Kami disuguhi dengan pemandangan yang sangat indah. Kita dapat memlihat birunya kawah ijen, langit yang biru, dan juga lembah yang hijau. Terlihat gunung-gunung yang sangat indah berjajar dihadapan kami. Tidak lupa matahari yang hangat menambah keindahan. Perjuangan yang sangat berat akhirnya terbayar sesampainya kami disini.

Saya dan kakak saya langsung berburu foto disana. Pemandangan yang indah membuat kami bersemangat untuk mengabadikan momen kami. Sayangnya, disini kami tidak bisa menikmati momen sunrise karena matahari sudah cukup tinggi saat itu. Selain itu,  kami juga tidak berkesempatan untuk melihat blue fire yang dicari semua orang.

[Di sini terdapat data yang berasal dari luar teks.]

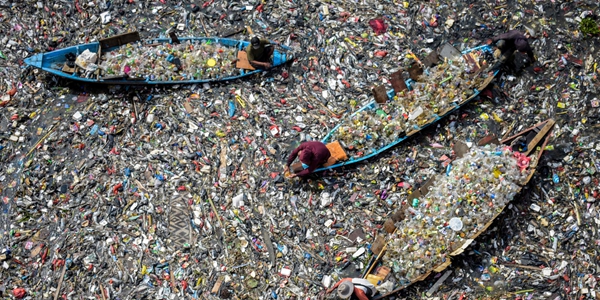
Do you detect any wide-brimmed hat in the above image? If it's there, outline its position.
[250,37,260,49]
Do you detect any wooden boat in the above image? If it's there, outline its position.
[315,45,498,172]
[364,119,555,299]
[25,32,293,85]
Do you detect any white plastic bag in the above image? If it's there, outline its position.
[75,50,98,71]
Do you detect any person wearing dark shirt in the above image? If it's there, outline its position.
[490,30,535,69]
[284,142,331,178]
[325,278,377,300]
[246,37,275,69]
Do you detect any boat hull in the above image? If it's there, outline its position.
[315,46,498,172]
[24,37,293,85]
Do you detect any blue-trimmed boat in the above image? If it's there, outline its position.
[315,45,498,172]
[24,32,294,85]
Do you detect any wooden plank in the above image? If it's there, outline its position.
[235,51,256,70]
[390,70,408,94]
[525,119,555,155]
[367,234,386,255]
[500,119,556,144]
[96,47,102,81]
[54,254,71,300]
[98,31,140,49]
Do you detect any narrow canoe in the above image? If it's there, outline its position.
[25,32,293,85]
[315,45,498,172]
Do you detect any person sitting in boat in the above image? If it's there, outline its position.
[326,278,377,300]
[488,30,535,69]
[246,37,275,69]
[284,141,331,178]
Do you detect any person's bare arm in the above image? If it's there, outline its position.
[250,60,271,69]
[354,288,369,300]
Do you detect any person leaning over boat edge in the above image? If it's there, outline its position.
[246,36,275,69]
[487,30,536,69]
[284,141,331,178]
[325,278,377,300]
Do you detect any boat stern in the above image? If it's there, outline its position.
[24,53,44,69]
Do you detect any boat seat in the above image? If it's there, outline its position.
[290,141,348,173]
[235,51,256,70]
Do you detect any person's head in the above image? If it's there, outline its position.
[496,40,506,48]
[250,36,260,49]
[298,150,313,164]
[515,39,529,53]
[338,281,354,299]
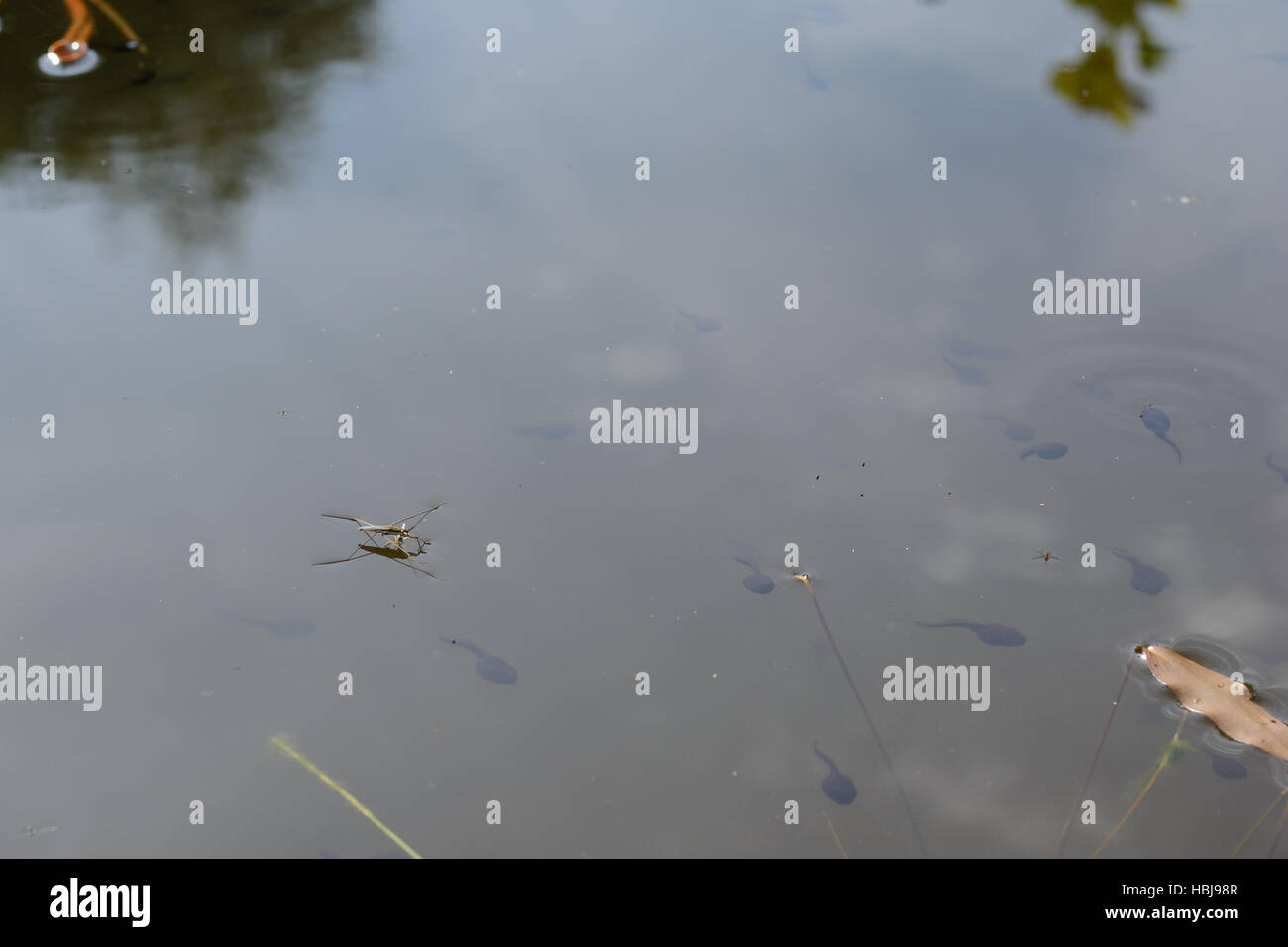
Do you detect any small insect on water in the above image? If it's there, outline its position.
[313,504,443,581]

Apabila seseorang ingin melihat blue fire maka dirinya harus bisa memastikan kondisi fisiknya kuat. Hal ini dikarenakan untuk bisa melihat blue fire seseorang perlu untuk turun ke bawah dengan jalan yang licin dan curam.

Antrian untuk melihat blue fire juga cukup panjang sehingga perlu ekstra tenaga untuk menunggu. Selain itu, gas beracun juga lebih kuat sehingga akan berbahaya untuk orang-orang seperti saya. Meskipun begitu saya tetap merasa puas karena berhasil melakukan pendakian hingga selesai.

Dari pendakian singkat ini saya belajar hal baru. Dalam melakukan pendakian bukan hanya fisik yang diuji, mental dan mindset pun ikut diuji. Fisik memang perlu, tetapi rasa percaya diri jug tak kalah penting dala melakukan pendakian. 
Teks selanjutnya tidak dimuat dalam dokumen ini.